Prototype theory (the idea that we think in terms of best examples rather than sharp definitions) and the pervasive habit of using generalizations and then saying "but I didn't mean all x are y" suggest that people default to some loose system of processing.

That being said, I think animals use some sort of propositional thinking occasionally, even if it isn't in words.

Date: 2010-03-03 05:43 am (UTC)
From: [identity profile] whswhs.livejournal.com
Both boundaries and central points are important to thinking, but in different ways. And I think some people may find it more natural than others to think in boundaries. Mathematicians, theoretical economists, logicians, and similar people have to come from somewhere.

Bill Stoddard

Date: 2010-03-02 07:03 pm (UTC)
From: [identity profile] ashnistrike.livejournal.com
He envisions future people saying things like "I'm feeling my serotonin level increase."

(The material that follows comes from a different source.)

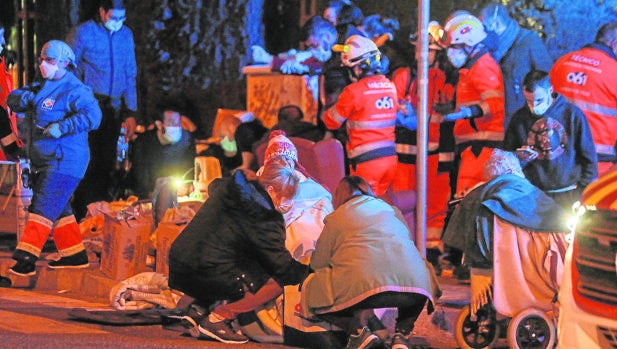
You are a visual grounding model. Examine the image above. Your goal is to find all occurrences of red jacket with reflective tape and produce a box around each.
[454,52,505,144]
[323,75,398,159]
[551,44,617,161]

Given that I talk like that sometimes, it seems plausible. On the other hand, I don't think we'll ever entirely replace discussion of emotions with discussion of neurotransmitters, any more than we talk about exact wavelengths rather than color. Most of the time, it's more useful to talk about the subjective experience rather than the underlying causal system.

Date: 2010-03-02 02:48 pm (UTC)
madfilkentist: (Mokka)
From: [personal profile] madfilkentist
It seems much harder to create a plausible psychology of the future than a physics of the future. We can imagine all kinds of scientific discoveries, which people as we understand them today try to deal with. But fiction is about understanding people, no matter what else it's about, and offering a much better understanding of people that we have today without actually having that understanding is really hard to pull off.

Date: 2010-03-02 03:52 pm (UTC)
From: [identity profile] nancylebov.livejournal.com
It doesn't have to be plausibly good-- if you think psychology is nonsense, then you could have a new sort of nonsense, though even coming up with the sort of nonsense people might believe is apparently difficult.

Slight sidetrack: I've read one story (by Tom Purdom, can't remember the title) which keeps the new psychology completely offstage. All we're told is that it works perfectly and is very expensive. The story is about people wrecking their lives trying to get enough money together.

Date: 2010-03-03 01:51 am (UTC)
avram: (Default)
From: [personal profile] avram
It doesn't have to be better, it just has to be plausibly different.

Date: 2010-03-02 04:36 pm (UTC)
sethg: a petunia flower (Default)
From: [personal profile] sethg
It seems to me that if you want to sketch a future psychology that’s plausible enough to suspend disbelief, you can approach it from two angles:

(1) What would characters in this universe consider the boundaries of normal behavior or attitudes? (Of course, “normal” could be parameterized by gender, occupation, social class, phenotype version number, etc.)

(2) What features of this universe would be used as metaphors for the mind? (For example, pop-Freudian psychology seems to rely heavily on the metaphor of the steam engine: if you repress something, it leaks out into places you don’t want it to go.)

Date: 2010-03-02 07:08 pm (UTC)
From: [identity profile] ashnistrike.livejournal.com
Memory is almost always described in terms of the current state-of-the-art information storage technology. Aristotle thought it was a wax tablet; modern cognitive science is built around computer metaphors.

Another set of variables, related to your (1), would be how atypical behavior and thought get framed, what the culture-bound syndromes are, et cetera.